Nicole developed and introduced the Brook Trout board game to KCS Science Slam participants.
2. Riparian Tree Plantings
After stream channel restoration and culvert replacement projects, AsRA plants native trees and shrubs to help establish important riparian buffers. In spring 2017, adult volunteers and Northwood School LEAP students helped plant 150 plants at the Rocky Branch channel restoration in Jay and the culvert replacement on Otis Brook in Upper Jay. In the fall, AsRA staff and Paul Smiths College students planted 96 plants at the Rocky Branch Tributary culvert replacement in Jay and the stream channel restoration on Haselton Road in Wilmington. Community tree plantings are in the works for 2018 so be sure to check back to our events page or our Facebook page for updates!
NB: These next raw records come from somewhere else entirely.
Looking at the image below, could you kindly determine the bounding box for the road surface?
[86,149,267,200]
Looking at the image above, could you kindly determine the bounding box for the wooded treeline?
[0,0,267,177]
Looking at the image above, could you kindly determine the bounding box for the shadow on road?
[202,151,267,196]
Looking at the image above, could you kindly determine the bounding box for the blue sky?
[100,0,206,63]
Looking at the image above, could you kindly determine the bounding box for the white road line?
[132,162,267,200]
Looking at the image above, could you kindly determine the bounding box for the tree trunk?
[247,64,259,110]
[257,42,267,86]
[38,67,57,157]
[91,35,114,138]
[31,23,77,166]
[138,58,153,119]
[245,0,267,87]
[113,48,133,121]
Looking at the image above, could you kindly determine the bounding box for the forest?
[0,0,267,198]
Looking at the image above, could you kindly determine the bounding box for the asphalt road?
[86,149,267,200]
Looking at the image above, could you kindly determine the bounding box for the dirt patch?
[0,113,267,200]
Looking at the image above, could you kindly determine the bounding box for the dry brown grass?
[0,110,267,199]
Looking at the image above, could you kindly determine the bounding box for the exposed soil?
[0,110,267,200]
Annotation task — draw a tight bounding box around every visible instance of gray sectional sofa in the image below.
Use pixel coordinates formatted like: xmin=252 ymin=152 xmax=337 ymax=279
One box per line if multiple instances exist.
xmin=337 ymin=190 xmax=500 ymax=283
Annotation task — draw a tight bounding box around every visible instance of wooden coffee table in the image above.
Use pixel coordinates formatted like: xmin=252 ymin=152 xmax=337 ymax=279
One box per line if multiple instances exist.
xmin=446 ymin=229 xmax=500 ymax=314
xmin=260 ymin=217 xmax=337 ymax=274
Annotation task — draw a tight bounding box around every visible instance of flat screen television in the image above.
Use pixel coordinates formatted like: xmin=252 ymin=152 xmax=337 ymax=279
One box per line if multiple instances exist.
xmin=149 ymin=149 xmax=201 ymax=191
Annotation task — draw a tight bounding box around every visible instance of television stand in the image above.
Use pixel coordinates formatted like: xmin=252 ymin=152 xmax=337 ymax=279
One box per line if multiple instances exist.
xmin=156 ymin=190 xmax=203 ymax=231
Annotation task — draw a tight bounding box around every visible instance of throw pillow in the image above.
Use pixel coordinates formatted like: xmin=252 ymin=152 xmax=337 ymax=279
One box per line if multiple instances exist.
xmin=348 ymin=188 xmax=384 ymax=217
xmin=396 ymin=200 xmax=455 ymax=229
Paul Smiths students planting willow and dogwood on the lower bench of the Haselton Road restoration.
3. Public and AsRA Events
Nicole also attended several public events, including the Great Adirondack Trail Run, Essex County Fair, Festival of Colors, and Keene Valley Farmer’s Markets. She also provided invasive species education at AsRA’s Ride for the River. At these events she had conversations about AsRA’s program work including stream channel restorations, culvert replacements, water quality monitoring, and invasive species spread management. She also brought the Brook Trout board game to help highlight these programs to kids of all ages. Be sure to stop by and say hello if you attend any of these events this year.
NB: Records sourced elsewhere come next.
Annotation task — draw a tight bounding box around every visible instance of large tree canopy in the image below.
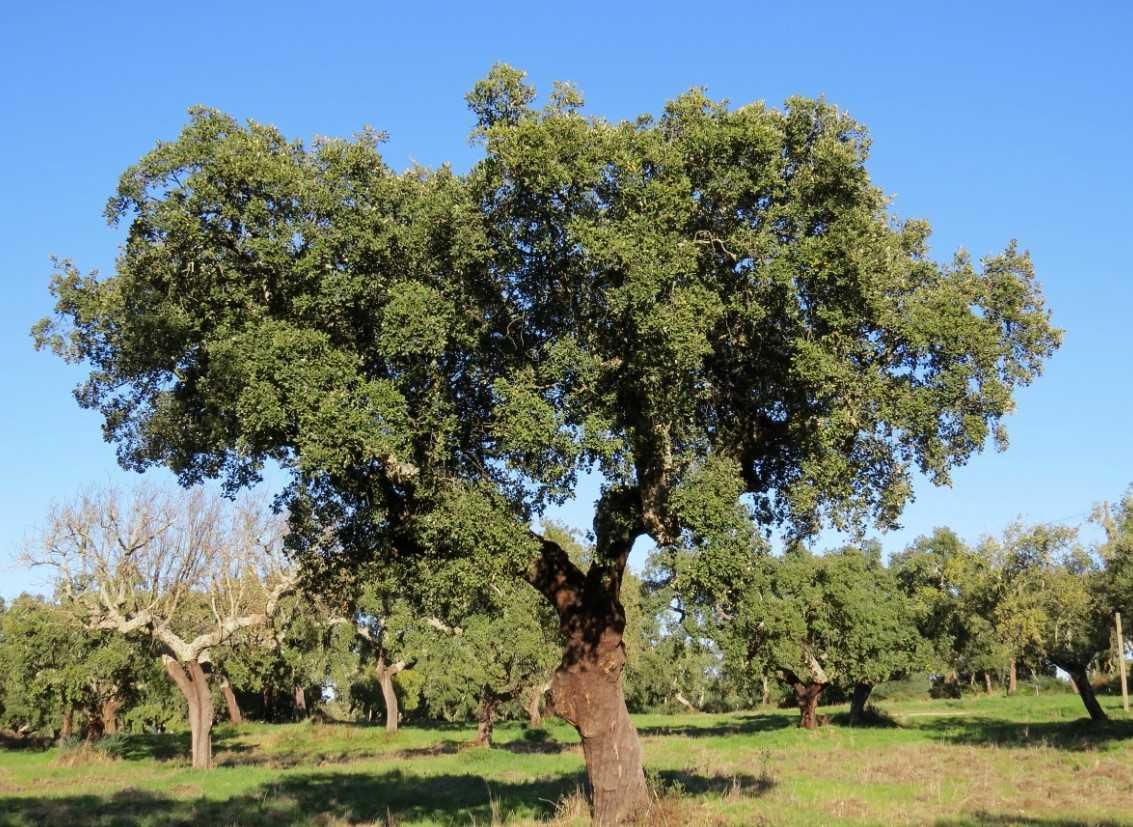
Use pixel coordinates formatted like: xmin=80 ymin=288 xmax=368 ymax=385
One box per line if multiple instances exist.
xmin=36 ymin=66 xmax=1058 ymax=820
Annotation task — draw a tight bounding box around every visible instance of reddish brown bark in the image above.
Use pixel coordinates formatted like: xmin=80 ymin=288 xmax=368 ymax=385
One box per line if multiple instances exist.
xmin=1059 ymin=664 xmax=1109 ymax=721
xmin=162 ymin=656 xmax=213 ymax=769
xmin=220 ymin=677 xmax=244 ymax=724
xmin=377 ymin=655 xmax=406 ymax=733
xmin=792 ymin=681 xmax=826 ymax=730
xmin=528 ymin=489 xmax=650 ymax=825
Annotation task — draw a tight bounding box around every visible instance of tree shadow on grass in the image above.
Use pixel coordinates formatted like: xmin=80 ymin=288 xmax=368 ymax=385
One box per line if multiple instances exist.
xmin=935 ymin=810 xmax=1122 ymax=827
xmin=638 ymin=714 xmax=799 ymax=738
xmin=903 ymin=715 xmax=1133 ymax=751
xmin=0 ymin=770 xmax=774 ymax=827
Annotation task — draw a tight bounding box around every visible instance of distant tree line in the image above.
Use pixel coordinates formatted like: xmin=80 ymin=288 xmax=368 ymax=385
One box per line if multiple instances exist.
xmin=0 ymin=488 xmax=1133 ymax=767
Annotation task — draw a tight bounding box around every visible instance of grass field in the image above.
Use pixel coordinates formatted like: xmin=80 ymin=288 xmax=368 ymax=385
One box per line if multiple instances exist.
xmin=0 ymin=694 xmax=1133 ymax=827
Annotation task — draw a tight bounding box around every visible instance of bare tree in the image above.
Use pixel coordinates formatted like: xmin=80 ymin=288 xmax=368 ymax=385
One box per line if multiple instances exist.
xmin=28 ymin=487 xmax=297 ymax=769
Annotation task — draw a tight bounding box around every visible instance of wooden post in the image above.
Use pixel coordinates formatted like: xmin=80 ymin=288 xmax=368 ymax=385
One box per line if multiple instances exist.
xmin=1114 ymin=612 xmax=1130 ymax=715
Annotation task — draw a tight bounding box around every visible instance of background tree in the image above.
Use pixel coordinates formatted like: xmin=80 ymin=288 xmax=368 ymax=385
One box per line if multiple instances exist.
xmin=35 ymin=66 xmax=1058 ymax=822
xmin=33 ymin=488 xmax=295 ymax=768
xmin=409 ymin=573 xmax=561 ymax=747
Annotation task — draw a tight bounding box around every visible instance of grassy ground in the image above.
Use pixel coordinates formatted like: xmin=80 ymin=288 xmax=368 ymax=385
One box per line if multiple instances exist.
xmin=0 ymin=694 xmax=1133 ymax=827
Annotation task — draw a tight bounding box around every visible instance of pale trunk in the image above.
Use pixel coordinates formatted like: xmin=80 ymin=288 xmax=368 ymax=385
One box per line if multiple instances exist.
xmin=59 ymin=709 xmax=75 ymax=738
xmin=220 ymin=677 xmax=244 ymax=724
xmin=850 ymin=681 xmax=874 ymax=724
xmin=475 ymin=694 xmax=500 ymax=747
xmin=102 ymin=698 xmax=122 ymax=735
xmin=162 ymin=655 xmax=213 ymax=769
xmin=377 ymin=658 xmax=400 ymax=733
xmin=527 ymin=682 xmax=551 ymax=727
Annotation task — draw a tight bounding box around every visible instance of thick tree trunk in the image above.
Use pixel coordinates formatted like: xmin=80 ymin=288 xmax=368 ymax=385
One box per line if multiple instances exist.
xmin=1068 ymin=666 xmax=1109 ymax=721
xmin=220 ymin=677 xmax=244 ymax=724
xmin=162 ymin=655 xmax=213 ymax=769
xmin=850 ymin=681 xmax=874 ymax=724
xmin=528 ymin=505 xmax=650 ymax=826
xmin=794 ymin=682 xmax=826 ymax=730
xmin=551 ymin=629 xmax=650 ymax=825
xmin=474 ymin=693 xmax=500 ymax=747
xmin=377 ymin=656 xmax=406 ymax=733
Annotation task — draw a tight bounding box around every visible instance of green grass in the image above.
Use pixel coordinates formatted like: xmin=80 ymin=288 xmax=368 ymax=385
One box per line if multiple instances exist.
xmin=0 ymin=694 xmax=1133 ymax=827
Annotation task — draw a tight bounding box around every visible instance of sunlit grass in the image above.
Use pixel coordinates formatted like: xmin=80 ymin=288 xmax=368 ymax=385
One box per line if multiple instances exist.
xmin=0 ymin=694 xmax=1133 ymax=827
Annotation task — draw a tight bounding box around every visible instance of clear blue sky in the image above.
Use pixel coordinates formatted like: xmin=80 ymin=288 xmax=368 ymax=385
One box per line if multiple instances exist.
xmin=0 ymin=0 xmax=1133 ymax=597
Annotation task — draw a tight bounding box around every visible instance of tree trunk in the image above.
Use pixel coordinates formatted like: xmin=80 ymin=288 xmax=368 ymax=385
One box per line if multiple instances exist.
xmin=527 ymin=681 xmax=551 ymax=727
xmin=850 ymin=681 xmax=874 ymax=724
xmin=673 ymin=690 xmax=700 ymax=713
xmin=101 ymin=697 xmax=122 ymax=735
xmin=161 ymin=655 xmax=213 ymax=769
xmin=59 ymin=708 xmax=75 ymax=738
xmin=472 ymin=693 xmax=500 ymax=747
xmin=527 ymin=487 xmax=650 ymax=827
xmin=1067 ymin=666 xmax=1109 ymax=721
xmin=794 ymin=682 xmax=826 ymax=730
xmin=220 ymin=677 xmax=244 ymax=724
xmin=377 ymin=656 xmax=406 ymax=733
xmin=551 ymin=628 xmax=649 ymax=825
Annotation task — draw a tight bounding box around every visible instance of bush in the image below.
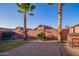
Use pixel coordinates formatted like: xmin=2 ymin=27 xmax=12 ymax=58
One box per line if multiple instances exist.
xmin=1 ymin=32 xmax=14 ymax=40
xmin=37 ymin=32 xmax=45 ymax=40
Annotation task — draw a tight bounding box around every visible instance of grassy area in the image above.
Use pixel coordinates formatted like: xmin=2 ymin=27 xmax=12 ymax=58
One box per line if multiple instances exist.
xmin=0 ymin=40 xmax=26 ymax=52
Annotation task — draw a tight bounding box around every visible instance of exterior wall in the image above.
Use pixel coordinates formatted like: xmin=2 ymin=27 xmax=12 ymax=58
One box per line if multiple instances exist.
xmin=69 ymin=26 xmax=79 ymax=33
xmin=69 ymin=28 xmax=73 ymax=33
xmin=75 ymin=26 xmax=79 ymax=33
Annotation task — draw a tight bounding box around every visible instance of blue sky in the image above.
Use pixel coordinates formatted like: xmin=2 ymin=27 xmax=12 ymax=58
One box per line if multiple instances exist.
xmin=0 ymin=3 xmax=79 ymax=28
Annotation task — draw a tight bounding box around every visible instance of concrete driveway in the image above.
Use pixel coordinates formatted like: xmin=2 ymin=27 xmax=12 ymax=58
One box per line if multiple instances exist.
xmin=0 ymin=42 xmax=67 ymax=56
Nicole attending the Festival of Colors in Wilmington with AsRA’s new tablecloth, runner, and banner.
4. Ausable River Paddling Clean-Up
AsRA and the Kayak Shack hosted the second paddling river clean-up in Peru, NY on September 16th. Two dozen volunteers paddled the Carpenter’s Flats portion of the Ausable River and removed trash and over fifty tires from the streambed and shoreline. Several participants had volunteered the previous year but there were many new faces as well. The event was covered by the Press Republican and NBC5 Plattsburgh. If you are interested in volunteering with AsRA, contact Nicole.
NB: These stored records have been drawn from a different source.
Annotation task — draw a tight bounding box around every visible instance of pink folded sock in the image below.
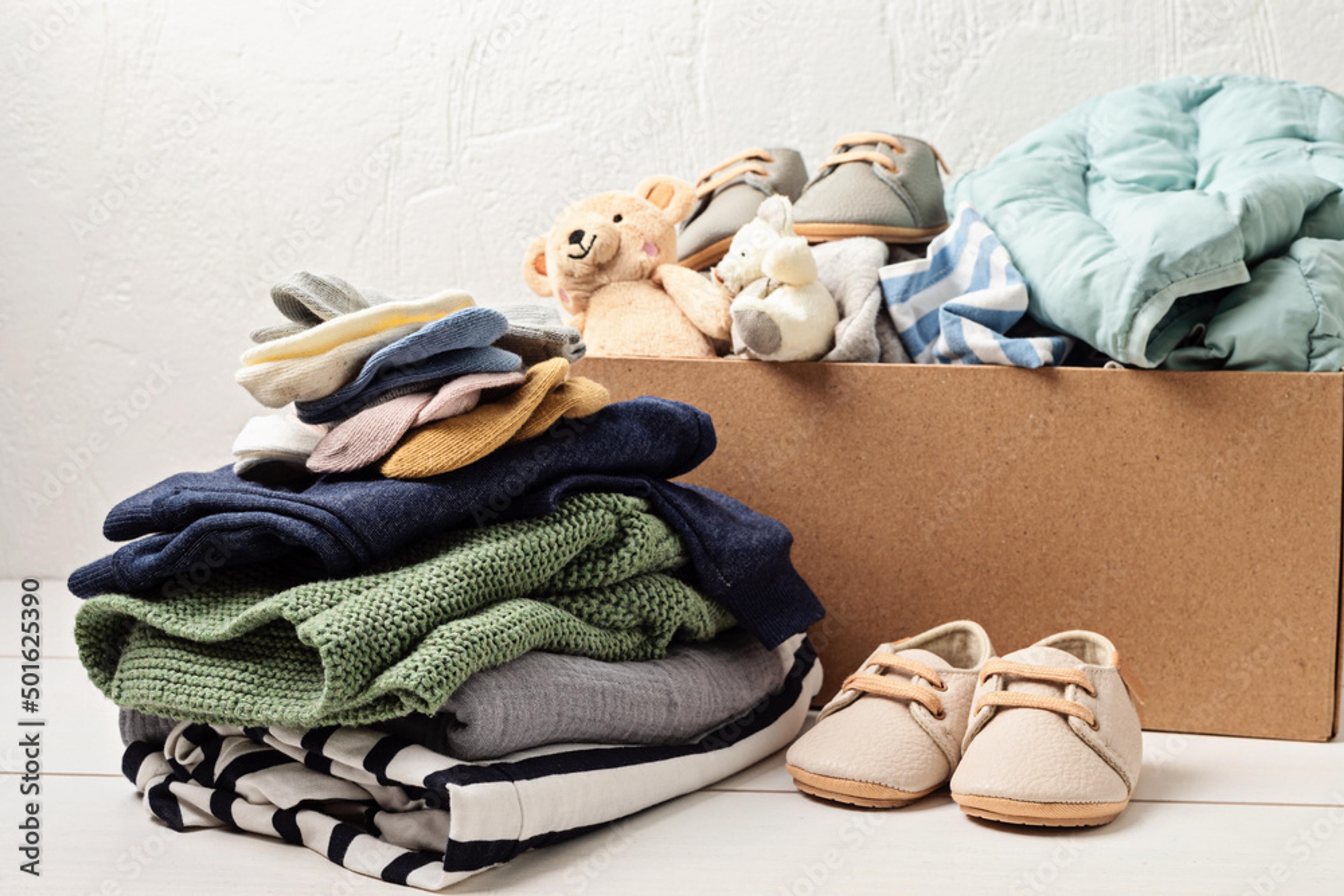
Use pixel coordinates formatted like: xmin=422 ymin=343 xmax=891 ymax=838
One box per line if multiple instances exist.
xmin=308 ymin=371 xmax=525 ymax=473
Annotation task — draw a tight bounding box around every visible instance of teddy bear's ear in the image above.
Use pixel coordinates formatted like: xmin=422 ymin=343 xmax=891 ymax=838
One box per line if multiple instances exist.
xmin=523 ymin=237 xmax=551 ymax=296
xmin=634 ymin=175 xmax=695 ymax=224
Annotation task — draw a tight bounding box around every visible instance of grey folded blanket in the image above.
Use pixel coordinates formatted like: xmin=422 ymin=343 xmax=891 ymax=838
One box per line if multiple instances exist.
xmin=120 ymin=629 xmax=793 ymax=760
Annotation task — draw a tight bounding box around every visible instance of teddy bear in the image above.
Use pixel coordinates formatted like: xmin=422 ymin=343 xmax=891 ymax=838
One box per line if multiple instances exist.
xmin=712 ymin=195 xmax=840 ymax=361
xmin=523 ymin=176 xmax=731 ymax=357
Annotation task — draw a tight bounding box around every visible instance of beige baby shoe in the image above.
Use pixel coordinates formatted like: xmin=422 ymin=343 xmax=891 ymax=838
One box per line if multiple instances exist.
xmin=952 ymin=632 xmax=1144 ymax=827
xmin=786 ymin=621 xmax=995 ymax=809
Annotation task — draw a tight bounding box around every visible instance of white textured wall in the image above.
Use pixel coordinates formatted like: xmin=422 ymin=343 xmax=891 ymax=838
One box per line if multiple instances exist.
xmin=0 ymin=0 xmax=1344 ymax=576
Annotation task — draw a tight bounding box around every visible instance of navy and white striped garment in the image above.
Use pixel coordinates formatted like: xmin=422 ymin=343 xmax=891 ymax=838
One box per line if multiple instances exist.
xmin=878 ymin=205 xmax=1072 ymax=367
xmin=122 ymin=635 xmax=821 ymax=889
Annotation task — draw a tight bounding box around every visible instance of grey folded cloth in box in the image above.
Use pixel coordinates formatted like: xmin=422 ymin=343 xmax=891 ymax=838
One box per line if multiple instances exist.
xmin=120 ymin=629 xmax=793 ymax=760
xmin=812 ymin=237 xmax=914 ymax=364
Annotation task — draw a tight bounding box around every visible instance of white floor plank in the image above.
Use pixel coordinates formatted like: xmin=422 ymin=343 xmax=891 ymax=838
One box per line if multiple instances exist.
xmin=0 ymin=778 xmax=1344 ymax=896
xmin=0 ymin=659 xmax=121 ymax=779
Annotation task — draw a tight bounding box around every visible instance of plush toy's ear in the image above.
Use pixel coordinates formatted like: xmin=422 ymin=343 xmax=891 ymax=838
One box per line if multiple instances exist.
xmin=634 ymin=175 xmax=695 ymax=224
xmin=523 ymin=237 xmax=551 ymax=296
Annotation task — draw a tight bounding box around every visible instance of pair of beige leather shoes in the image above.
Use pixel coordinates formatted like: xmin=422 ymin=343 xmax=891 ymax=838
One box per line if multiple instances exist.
xmin=788 ymin=621 xmax=1142 ymax=826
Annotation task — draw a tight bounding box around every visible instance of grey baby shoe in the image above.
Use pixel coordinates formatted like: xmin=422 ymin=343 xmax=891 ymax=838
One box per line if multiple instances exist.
xmin=676 ymin=149 xmax=808 ymax=270
xmin=793 ymin=130 xmax=947 ymax=243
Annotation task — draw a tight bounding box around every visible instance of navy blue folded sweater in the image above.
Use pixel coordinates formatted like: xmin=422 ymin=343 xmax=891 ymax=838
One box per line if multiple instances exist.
xmin=70 ymin=398 xmax=824 ymax=648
Kayak Shack employees help volunteers remove tires from their boats and paddle boards.
5. On the Water
In addition to attending events, Nicole is in the field delivering education to students, anglers, and other river users. During the fishing season, she is on the river delivering the aquatic invasive species spread prevention message to anglers and other river users. This is part of a program funded by the Lake Champlain Basin Program and NEIWPCC in an effort to keep aquatic invasive species from spreading in the Ausable River watershed and the Lake Champlain Basin. If you plan on fishing in the Ausable, make sure you “Check, Clean, and Dry” your gear. Nicole also helps run AsRA’s culvert lab, which teaches middle school students the science of replacing an undersized culvert by bringing them in the field to take water quality and slope measurements, perform pebble counts, and identify native plants and animals.
Over 275 people were engaged by the River Steward in 2017 and Nicole is looking forward to another busy season this year. Thank you to all the volunteers who helped with plantings and the clean-up. Attendance at these events was made possible by funding from the New York State Department of State under Title 11 of the Environmental Protection Fund.